Brand new markets are chaotic, and especially most new markets that involve the Internet, applications and mobile in a broad sense. That generally works out in practice to contestants trying to innovate "at Internet speed," a problem for telecom service providers.
That might lead observers to suggest that it is possible mobile service providers already have fallen far behind the strides made by payment networks, retailers, banks and application providers in the mobile wallet or mobile payment space.
"Not many ventures have demonstrated good success so far," says Sandy Shen, research director at Gartner. But the market, and the contestants, continues to get traction.
For Western Europe as a whole, Gartner forecasts that in 2012 the number of near field communications users will be 22.8 million and the transaction value for mobile payments including text messaging, WAP and NFC will be $20.3 billion (€15.7 billion) in 2012.
One might argue from history that it is unreasonable to expect telcos to "lead" any big new market, at first.

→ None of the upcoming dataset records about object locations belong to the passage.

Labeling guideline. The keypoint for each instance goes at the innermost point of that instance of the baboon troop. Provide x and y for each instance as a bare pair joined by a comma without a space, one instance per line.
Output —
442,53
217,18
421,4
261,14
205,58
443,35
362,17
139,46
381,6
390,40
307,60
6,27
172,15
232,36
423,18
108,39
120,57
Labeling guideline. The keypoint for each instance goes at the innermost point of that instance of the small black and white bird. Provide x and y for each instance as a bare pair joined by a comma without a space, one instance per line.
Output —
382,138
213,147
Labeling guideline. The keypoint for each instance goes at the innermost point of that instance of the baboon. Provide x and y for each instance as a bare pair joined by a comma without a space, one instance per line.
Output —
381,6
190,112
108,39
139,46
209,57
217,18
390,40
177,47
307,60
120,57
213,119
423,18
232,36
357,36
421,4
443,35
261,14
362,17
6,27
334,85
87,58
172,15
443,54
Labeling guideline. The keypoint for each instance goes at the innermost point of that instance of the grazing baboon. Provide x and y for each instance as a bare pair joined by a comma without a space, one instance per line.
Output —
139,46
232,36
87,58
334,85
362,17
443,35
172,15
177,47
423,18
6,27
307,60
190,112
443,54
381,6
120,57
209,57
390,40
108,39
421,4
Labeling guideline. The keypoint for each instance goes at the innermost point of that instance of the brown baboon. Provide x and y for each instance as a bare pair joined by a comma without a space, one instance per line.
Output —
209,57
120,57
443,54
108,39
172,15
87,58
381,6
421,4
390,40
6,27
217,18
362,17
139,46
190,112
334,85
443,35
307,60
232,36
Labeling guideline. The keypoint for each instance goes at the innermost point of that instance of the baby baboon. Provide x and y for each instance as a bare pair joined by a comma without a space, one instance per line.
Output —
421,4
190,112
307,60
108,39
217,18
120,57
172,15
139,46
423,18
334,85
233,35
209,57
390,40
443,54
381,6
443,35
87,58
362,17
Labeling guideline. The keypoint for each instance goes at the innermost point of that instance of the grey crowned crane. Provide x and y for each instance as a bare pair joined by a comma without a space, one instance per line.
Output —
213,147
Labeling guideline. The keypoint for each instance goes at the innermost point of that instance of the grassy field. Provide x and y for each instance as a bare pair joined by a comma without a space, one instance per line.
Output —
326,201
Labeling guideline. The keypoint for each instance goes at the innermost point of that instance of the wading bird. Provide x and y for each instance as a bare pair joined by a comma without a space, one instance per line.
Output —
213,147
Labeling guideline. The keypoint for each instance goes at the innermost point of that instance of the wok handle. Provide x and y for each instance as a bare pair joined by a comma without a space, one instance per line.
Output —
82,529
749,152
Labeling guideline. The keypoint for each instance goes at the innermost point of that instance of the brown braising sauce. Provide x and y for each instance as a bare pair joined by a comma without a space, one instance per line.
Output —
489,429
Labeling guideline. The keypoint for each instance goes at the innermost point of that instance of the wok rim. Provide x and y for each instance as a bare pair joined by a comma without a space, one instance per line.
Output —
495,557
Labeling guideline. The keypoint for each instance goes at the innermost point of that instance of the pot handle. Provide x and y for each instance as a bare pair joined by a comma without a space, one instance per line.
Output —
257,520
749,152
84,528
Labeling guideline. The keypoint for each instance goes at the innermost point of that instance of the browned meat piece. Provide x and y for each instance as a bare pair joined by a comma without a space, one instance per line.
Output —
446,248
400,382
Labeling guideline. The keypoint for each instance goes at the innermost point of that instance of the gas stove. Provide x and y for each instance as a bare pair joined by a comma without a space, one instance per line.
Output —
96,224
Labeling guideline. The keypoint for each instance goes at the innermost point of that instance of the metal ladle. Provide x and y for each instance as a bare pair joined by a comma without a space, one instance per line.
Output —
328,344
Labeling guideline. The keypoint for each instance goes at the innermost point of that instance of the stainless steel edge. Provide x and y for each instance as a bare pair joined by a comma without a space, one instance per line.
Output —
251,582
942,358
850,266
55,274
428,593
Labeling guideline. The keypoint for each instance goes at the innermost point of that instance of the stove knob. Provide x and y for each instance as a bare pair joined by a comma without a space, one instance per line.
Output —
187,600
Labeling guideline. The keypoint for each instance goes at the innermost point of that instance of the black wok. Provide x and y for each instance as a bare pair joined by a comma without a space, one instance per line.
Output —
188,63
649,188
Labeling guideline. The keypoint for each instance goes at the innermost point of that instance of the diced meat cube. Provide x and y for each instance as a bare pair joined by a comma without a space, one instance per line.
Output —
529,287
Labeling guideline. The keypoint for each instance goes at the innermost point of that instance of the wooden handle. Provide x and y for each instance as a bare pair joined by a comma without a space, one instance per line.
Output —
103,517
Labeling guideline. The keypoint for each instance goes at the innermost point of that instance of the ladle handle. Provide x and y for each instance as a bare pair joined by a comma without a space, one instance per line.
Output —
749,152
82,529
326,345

That does not mean telcos will, or will not, ultimately carve out a role, or even a significant role, in the business
It does mean that expectations of "immediate" success do not correspond to the way telcos historically have achieved success in any of their leading markets or product segments.
Telcos tend to wait for emerging markets to clarify, typically only after others have shown a revenue opportunity of some size exists. Then they move. Nor do telcos always move "organically." Very often, they "buy their way into new markets" by acquiring other firms in the emerging markets.
One would be on rather firm ground in suggesting telcos might wind up as major participants in mobile commerce, mobile wallets or mobile payments in ways they have not yet revealed or decided to embrace.